她每天早上睁开眼睛,脑子里第一个念头不是“今天要拍什么视频”,不是“今天黑粉又说了什么”,而是——今天做什么菜。
石晗帆说她疯了。易星禾说我没疯。石晗帆说你连续三天在1104的厨房里待了超过六个小时你不是疯了是什么。易星禾说这叫专注,石晗帆说专注和疯了的区别就在于做出来的东西能不能吃,易星禾沉默了两秒钟,然后说了一句让石晗帆当场无语的话:“能吃。我自己吃了。”
“你吃的是什么?”
“昨天做的是……香蕉炒鸡蛋。

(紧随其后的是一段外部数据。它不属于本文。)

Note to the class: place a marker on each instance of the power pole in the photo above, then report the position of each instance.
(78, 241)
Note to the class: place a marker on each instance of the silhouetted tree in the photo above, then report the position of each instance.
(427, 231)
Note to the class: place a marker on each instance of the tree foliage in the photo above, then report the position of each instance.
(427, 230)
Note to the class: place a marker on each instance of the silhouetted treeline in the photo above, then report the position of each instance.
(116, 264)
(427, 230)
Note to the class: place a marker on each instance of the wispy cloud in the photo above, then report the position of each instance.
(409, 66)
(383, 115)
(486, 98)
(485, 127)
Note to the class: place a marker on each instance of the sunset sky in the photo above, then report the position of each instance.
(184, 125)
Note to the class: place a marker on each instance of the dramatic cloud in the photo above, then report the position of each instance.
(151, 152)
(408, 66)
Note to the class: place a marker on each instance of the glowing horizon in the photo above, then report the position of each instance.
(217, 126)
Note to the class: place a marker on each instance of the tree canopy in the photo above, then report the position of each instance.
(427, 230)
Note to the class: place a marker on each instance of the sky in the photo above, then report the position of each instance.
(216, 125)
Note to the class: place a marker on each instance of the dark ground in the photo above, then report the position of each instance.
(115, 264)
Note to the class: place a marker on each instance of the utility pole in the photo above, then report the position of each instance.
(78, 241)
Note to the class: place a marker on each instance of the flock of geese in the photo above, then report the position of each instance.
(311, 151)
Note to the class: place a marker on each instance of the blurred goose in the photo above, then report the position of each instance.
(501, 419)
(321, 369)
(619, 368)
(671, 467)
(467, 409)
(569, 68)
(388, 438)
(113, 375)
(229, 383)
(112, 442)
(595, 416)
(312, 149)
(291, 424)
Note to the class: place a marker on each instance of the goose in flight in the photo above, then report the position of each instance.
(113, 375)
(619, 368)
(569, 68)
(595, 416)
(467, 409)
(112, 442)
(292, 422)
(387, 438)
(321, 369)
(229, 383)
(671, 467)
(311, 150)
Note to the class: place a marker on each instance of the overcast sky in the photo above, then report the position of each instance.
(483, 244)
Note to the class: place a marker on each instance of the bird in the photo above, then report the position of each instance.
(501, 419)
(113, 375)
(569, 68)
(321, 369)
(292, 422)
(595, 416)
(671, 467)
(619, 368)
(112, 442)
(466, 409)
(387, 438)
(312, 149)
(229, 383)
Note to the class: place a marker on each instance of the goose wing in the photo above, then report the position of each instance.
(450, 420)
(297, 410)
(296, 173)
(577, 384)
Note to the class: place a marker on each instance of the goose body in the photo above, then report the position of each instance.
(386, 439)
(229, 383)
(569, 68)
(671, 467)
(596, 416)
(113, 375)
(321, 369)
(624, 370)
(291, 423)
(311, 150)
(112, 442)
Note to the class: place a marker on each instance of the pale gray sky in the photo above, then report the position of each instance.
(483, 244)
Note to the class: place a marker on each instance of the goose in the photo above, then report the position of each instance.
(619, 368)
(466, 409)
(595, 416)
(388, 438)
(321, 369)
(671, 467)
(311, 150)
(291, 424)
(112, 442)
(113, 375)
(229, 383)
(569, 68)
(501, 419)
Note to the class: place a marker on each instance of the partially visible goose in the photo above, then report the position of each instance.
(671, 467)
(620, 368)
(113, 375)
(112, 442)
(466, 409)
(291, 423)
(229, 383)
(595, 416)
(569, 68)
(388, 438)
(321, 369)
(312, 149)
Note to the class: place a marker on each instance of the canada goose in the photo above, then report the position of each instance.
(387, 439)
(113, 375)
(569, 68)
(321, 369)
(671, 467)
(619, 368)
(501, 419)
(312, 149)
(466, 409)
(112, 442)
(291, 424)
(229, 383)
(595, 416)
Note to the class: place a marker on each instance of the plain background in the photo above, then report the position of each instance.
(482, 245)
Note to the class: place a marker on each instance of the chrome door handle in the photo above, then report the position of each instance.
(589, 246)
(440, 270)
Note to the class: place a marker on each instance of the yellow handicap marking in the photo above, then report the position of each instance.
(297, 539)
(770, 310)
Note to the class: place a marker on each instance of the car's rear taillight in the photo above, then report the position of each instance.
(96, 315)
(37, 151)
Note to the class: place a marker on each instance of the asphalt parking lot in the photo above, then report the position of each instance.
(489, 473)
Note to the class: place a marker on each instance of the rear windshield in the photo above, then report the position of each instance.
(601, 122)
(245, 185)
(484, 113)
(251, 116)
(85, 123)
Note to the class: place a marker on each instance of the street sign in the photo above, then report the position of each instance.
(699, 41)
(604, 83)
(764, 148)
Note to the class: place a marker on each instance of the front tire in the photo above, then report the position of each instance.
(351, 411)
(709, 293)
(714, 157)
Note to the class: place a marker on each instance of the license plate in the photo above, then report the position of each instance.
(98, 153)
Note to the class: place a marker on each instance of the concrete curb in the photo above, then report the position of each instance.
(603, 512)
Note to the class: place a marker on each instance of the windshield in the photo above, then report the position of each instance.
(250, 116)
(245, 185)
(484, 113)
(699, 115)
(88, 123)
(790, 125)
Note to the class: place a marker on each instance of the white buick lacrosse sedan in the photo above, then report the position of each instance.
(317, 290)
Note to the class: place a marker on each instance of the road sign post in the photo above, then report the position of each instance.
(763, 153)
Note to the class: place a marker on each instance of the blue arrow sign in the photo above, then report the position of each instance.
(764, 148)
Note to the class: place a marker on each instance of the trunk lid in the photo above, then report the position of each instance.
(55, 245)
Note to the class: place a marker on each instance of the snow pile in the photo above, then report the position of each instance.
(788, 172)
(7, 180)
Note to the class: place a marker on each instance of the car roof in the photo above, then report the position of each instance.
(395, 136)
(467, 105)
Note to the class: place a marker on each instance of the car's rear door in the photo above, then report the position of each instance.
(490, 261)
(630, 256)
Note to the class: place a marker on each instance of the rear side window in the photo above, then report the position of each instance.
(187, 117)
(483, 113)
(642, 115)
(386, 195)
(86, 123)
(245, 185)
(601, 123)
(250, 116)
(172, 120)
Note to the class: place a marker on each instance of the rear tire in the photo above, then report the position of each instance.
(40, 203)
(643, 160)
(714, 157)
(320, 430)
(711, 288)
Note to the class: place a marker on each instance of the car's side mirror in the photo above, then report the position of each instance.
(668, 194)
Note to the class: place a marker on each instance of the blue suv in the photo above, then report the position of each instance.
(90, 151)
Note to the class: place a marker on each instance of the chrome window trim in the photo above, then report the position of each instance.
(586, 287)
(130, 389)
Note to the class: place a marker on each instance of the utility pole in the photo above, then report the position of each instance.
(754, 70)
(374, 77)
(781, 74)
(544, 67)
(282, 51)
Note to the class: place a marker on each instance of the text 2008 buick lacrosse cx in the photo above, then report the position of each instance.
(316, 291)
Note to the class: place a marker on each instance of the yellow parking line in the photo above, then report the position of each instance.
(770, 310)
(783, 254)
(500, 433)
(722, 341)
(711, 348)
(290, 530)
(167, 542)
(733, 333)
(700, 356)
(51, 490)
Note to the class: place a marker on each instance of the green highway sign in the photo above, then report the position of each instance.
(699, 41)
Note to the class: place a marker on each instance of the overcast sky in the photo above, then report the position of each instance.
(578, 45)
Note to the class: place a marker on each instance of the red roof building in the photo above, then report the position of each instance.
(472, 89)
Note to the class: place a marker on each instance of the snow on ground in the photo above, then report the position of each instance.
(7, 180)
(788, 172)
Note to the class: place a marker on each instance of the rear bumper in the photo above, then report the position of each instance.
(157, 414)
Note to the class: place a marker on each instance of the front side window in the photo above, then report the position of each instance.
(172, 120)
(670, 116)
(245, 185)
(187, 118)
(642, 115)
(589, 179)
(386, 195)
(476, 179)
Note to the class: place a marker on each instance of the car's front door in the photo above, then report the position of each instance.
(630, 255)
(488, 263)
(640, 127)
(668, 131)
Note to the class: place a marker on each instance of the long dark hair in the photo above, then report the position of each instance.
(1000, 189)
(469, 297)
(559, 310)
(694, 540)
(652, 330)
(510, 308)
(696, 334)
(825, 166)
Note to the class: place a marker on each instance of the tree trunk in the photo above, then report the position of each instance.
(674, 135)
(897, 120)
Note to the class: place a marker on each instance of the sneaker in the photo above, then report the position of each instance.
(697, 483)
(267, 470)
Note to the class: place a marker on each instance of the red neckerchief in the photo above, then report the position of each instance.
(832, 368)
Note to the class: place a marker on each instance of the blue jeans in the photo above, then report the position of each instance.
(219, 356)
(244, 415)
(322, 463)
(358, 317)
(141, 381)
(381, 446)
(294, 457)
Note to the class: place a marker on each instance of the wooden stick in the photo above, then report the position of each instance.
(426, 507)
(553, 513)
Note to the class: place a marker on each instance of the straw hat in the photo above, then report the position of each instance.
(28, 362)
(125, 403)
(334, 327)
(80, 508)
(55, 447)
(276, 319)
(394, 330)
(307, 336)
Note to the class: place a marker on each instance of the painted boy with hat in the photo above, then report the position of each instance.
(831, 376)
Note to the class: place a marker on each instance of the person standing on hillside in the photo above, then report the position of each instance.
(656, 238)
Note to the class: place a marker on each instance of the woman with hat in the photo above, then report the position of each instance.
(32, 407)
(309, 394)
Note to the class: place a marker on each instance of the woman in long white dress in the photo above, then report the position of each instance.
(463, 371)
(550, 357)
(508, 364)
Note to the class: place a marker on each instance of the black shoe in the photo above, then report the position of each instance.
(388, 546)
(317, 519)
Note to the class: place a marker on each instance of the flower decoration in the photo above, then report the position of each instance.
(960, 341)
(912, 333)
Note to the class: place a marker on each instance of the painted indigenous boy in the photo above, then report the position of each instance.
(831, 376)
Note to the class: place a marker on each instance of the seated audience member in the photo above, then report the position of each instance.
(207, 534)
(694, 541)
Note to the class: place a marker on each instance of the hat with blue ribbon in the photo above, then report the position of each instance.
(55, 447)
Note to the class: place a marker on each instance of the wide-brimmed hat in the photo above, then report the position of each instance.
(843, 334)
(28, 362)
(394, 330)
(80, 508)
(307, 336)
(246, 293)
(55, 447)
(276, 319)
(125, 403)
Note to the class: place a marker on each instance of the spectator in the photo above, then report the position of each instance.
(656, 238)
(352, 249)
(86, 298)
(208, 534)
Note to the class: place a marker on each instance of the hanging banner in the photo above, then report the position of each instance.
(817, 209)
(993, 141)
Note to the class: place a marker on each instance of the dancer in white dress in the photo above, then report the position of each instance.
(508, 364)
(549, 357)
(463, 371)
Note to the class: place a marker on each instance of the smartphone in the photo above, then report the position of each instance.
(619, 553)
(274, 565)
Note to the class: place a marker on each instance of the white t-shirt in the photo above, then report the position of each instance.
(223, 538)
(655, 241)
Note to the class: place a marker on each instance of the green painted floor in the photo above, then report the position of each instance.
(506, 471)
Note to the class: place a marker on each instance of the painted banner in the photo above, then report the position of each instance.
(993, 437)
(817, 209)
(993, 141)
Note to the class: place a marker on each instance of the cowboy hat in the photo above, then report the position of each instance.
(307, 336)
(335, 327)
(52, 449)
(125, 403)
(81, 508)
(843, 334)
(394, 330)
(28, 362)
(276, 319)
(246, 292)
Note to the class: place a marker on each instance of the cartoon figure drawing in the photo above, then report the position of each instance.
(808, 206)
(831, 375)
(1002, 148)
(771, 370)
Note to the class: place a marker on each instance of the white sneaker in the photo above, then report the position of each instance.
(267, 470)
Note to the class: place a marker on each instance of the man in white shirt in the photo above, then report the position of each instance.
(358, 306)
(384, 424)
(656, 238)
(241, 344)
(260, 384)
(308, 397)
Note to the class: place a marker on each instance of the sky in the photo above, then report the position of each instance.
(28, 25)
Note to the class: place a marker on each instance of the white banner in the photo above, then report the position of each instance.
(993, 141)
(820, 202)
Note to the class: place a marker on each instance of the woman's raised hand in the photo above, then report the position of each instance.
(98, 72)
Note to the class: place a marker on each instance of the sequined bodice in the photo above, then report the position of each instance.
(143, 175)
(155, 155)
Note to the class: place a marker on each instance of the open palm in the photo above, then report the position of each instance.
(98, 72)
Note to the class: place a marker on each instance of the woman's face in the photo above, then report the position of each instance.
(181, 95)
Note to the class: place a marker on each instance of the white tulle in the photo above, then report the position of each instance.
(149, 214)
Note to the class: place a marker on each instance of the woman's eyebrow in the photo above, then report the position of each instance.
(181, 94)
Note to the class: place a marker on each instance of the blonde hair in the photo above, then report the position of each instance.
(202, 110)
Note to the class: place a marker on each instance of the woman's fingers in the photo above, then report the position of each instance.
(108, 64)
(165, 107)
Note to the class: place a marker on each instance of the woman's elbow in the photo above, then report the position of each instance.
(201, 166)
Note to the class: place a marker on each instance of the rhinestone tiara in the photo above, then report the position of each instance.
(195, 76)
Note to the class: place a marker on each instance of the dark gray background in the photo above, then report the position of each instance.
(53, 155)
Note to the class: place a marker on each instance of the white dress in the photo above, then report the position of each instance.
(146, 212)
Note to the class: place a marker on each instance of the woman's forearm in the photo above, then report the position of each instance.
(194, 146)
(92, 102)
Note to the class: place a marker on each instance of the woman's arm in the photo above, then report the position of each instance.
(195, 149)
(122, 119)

”
“好吃吗?”
“……我说好吃你信吗?”
“不信。”
“那我不说了。”
石晗帆走了。易星禾继续在厨房里待着。
1104的厨房不大,甚至可以说是整个十一楼最小的厨房之一。石晗帆说1105的厨房太小施展不开,1104的厨房比1105的还小,但易星禾不在乎。她在那间小小的厨房里站了四天,从早上站到下午,从下午站到晚上。她的蓝色的鲻鱼头被她随手扎成了一个歪歪扭扭的丸子,几缕碎发从发圈里逃出来,被她用发卡别住,但发卡根本别不住那些碎发,它们就从她的额前垂下来,在她颠锅的时候跟着晃。
她在练颠锅。
锅里有半锅米,米在锅里翻了个身,大部分回到了锅里,小部分飞到了灶台上。易星禾看着灶台上的米粒,沉默了一下,把米粒捡起来,放回锅里,继续颠。锅又翻了,米又飞了,她又捡,又颠,又飞,又捡。
她练了四天。
第一天,她把厨房的墙壁熏黑了一小块。第二天,她把抽油烟机的油盒烧穿了一个洞。第三天,她差点把锅烧穿。第四天,她决定不再练基本功了——她决定直接做菜。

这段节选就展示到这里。